Lezek looked across the field at his son, who was examining a rock.
“I wouldn’t want anything to happen to him, mind,” he said doubtfully. “We’re quite fond of him, his mother and me. You get used to people.”
“It’d be for his own good, you’ll see. Make a man of him.”
“Ah. Well. There’s certainly plenty of raw material,” sighed Lezek.
In short, Mort was one of those people who are more dangerous than a bag full of rattlesnakes. He was determined to discover the underlying logic behind the universe.

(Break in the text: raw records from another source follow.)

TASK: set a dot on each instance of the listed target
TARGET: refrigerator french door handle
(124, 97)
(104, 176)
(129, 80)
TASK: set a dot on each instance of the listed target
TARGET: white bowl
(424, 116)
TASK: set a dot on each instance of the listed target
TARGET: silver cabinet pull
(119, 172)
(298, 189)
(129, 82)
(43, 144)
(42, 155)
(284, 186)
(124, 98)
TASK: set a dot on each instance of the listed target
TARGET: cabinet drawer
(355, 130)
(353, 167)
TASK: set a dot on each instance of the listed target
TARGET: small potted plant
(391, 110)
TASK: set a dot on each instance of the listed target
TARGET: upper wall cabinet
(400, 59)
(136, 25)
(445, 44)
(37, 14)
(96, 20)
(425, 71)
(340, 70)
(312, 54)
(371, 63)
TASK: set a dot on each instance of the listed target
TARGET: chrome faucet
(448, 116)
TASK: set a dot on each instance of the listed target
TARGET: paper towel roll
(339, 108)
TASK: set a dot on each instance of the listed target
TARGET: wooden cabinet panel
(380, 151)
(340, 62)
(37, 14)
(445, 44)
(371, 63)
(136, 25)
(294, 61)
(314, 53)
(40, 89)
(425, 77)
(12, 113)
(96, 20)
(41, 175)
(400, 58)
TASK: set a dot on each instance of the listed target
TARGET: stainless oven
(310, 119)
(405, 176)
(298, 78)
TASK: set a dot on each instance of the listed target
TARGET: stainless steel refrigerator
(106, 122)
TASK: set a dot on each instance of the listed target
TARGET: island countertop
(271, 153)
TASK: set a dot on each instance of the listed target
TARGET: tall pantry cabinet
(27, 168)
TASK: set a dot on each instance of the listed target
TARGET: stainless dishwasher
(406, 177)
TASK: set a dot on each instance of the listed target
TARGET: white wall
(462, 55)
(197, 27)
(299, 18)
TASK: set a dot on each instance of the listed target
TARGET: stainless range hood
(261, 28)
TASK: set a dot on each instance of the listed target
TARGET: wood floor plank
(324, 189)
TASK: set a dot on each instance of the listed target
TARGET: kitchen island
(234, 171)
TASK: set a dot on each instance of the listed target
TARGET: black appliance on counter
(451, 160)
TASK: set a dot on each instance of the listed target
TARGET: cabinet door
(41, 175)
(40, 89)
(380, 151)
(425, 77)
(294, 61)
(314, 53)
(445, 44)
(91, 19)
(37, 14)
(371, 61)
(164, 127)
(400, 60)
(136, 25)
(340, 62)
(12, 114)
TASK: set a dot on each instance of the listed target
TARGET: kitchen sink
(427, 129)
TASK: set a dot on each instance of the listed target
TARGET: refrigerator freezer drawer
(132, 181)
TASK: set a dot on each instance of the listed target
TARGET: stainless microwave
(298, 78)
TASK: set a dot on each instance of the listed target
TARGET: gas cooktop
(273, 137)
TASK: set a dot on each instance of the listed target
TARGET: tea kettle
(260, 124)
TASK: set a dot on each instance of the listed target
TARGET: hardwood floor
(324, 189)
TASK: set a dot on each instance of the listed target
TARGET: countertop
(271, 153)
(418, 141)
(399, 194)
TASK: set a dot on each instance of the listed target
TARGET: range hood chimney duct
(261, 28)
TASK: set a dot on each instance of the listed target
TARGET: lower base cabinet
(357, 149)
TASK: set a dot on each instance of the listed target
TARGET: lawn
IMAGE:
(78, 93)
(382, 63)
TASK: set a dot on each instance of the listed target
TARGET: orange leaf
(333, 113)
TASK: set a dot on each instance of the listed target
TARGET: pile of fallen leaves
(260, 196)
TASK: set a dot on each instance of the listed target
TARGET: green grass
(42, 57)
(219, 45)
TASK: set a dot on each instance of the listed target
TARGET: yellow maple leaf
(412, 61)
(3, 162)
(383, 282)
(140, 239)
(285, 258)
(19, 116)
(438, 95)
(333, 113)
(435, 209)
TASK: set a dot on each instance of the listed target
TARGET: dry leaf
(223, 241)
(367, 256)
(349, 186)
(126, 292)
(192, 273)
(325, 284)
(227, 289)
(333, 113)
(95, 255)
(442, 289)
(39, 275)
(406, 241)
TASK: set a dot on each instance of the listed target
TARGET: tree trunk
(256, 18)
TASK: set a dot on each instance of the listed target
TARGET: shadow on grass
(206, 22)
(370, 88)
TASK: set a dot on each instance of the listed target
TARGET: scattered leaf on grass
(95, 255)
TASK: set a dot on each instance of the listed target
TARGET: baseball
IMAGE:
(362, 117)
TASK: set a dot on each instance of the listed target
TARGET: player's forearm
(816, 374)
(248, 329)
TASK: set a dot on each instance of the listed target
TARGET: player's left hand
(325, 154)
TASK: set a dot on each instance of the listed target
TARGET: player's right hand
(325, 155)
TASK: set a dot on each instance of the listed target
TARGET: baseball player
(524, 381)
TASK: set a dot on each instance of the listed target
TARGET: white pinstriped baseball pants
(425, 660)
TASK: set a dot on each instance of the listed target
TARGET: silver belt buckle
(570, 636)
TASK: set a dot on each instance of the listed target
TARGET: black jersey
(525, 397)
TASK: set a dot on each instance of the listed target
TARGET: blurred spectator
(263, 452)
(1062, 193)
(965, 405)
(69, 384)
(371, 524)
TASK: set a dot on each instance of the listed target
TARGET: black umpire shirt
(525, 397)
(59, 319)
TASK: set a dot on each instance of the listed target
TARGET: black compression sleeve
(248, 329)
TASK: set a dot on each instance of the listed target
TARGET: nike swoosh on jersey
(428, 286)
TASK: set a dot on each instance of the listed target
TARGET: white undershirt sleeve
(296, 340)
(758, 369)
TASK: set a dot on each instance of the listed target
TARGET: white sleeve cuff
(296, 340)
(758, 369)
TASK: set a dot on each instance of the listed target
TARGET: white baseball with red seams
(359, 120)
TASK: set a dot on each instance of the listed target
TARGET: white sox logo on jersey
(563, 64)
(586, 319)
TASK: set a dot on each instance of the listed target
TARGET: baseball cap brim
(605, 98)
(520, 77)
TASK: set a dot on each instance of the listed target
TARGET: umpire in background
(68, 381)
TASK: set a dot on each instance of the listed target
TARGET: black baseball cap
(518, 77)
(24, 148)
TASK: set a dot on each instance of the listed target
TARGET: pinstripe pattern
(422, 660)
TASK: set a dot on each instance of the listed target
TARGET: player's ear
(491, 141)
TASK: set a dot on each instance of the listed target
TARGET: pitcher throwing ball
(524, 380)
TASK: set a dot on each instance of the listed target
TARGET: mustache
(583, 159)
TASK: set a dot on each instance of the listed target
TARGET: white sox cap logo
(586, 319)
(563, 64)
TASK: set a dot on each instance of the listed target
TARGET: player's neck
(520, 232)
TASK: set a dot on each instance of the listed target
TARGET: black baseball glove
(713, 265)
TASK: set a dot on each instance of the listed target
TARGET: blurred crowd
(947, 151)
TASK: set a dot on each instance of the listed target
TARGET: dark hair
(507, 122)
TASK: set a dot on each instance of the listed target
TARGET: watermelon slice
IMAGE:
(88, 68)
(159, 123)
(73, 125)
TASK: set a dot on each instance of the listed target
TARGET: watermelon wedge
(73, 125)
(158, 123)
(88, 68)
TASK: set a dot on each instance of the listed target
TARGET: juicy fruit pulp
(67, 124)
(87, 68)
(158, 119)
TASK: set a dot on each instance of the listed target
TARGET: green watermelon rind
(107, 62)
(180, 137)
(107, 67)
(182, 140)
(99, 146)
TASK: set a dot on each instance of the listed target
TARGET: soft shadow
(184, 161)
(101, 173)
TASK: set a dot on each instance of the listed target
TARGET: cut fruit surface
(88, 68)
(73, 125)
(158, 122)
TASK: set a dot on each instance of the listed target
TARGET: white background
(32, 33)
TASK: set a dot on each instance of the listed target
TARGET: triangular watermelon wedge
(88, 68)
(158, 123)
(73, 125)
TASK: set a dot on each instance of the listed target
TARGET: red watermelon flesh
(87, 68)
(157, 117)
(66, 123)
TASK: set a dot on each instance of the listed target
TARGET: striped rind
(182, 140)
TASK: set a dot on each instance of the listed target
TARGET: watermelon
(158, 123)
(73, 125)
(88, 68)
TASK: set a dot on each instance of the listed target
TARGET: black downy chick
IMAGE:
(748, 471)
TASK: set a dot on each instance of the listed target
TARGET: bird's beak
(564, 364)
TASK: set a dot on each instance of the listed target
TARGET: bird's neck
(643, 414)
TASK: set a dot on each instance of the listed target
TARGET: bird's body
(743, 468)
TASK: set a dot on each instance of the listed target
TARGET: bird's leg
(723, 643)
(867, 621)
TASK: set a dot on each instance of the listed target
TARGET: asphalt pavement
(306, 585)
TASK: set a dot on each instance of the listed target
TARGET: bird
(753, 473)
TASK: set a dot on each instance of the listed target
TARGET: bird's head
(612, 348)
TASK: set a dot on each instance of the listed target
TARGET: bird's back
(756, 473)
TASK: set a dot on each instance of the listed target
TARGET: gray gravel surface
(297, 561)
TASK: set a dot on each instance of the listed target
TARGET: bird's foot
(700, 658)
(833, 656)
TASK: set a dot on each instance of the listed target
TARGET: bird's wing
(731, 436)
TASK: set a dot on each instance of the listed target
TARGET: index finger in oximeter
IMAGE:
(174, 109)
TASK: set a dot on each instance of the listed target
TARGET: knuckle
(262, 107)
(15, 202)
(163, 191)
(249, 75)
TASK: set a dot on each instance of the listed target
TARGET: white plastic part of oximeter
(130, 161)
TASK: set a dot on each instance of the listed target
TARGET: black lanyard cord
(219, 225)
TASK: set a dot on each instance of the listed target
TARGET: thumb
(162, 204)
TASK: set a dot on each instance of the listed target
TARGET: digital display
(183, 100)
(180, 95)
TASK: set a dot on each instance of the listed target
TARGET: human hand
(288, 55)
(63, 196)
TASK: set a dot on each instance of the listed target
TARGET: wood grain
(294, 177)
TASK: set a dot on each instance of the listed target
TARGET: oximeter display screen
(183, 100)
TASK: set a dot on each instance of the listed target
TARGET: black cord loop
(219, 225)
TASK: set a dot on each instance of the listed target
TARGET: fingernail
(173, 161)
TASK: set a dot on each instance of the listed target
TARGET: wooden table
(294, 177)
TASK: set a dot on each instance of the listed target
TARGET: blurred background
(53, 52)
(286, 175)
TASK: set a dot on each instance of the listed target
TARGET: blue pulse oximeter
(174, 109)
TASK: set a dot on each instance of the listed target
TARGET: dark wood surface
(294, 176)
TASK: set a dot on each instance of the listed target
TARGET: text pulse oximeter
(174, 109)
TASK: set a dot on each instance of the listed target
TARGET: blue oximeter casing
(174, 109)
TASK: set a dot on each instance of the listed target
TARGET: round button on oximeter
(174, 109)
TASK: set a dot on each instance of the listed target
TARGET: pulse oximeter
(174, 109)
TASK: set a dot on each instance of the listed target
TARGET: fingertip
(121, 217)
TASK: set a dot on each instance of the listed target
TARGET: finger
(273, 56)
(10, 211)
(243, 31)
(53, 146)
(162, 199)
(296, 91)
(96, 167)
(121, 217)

Which was going to be hard, because there wasn’t one. The Creator had a lot of remarkably good ideas when he put the world together, but making it understandable hadn’t been one of them.
Tragic heroes always moan when the gods take an interest in them, but it’s the people the gods ignore who get the really tough deals.
His father was yelling at him, as usual. Mort threw the rock at a pigeon, which was almost too full to lurch out of the way, and wandered back across the field.
After five minutes Mort came out of the tailors wearing a loose fitting brown garment of imprecise function, which had been understandably unclaimed by a previous owner and had plenty of room for him to grow, on the assumption that he would grow into a nineteen-legged elephant.
His father regarded him critically.
“Very nice,” he said, “for the money.”
“It itches,” said Mort. “I think there’s things in here with me.”
“There’s thousands of lads in the world’d be very thankful for a nice warm—” Lezek paused, and gave up—“garment like that, my lad.”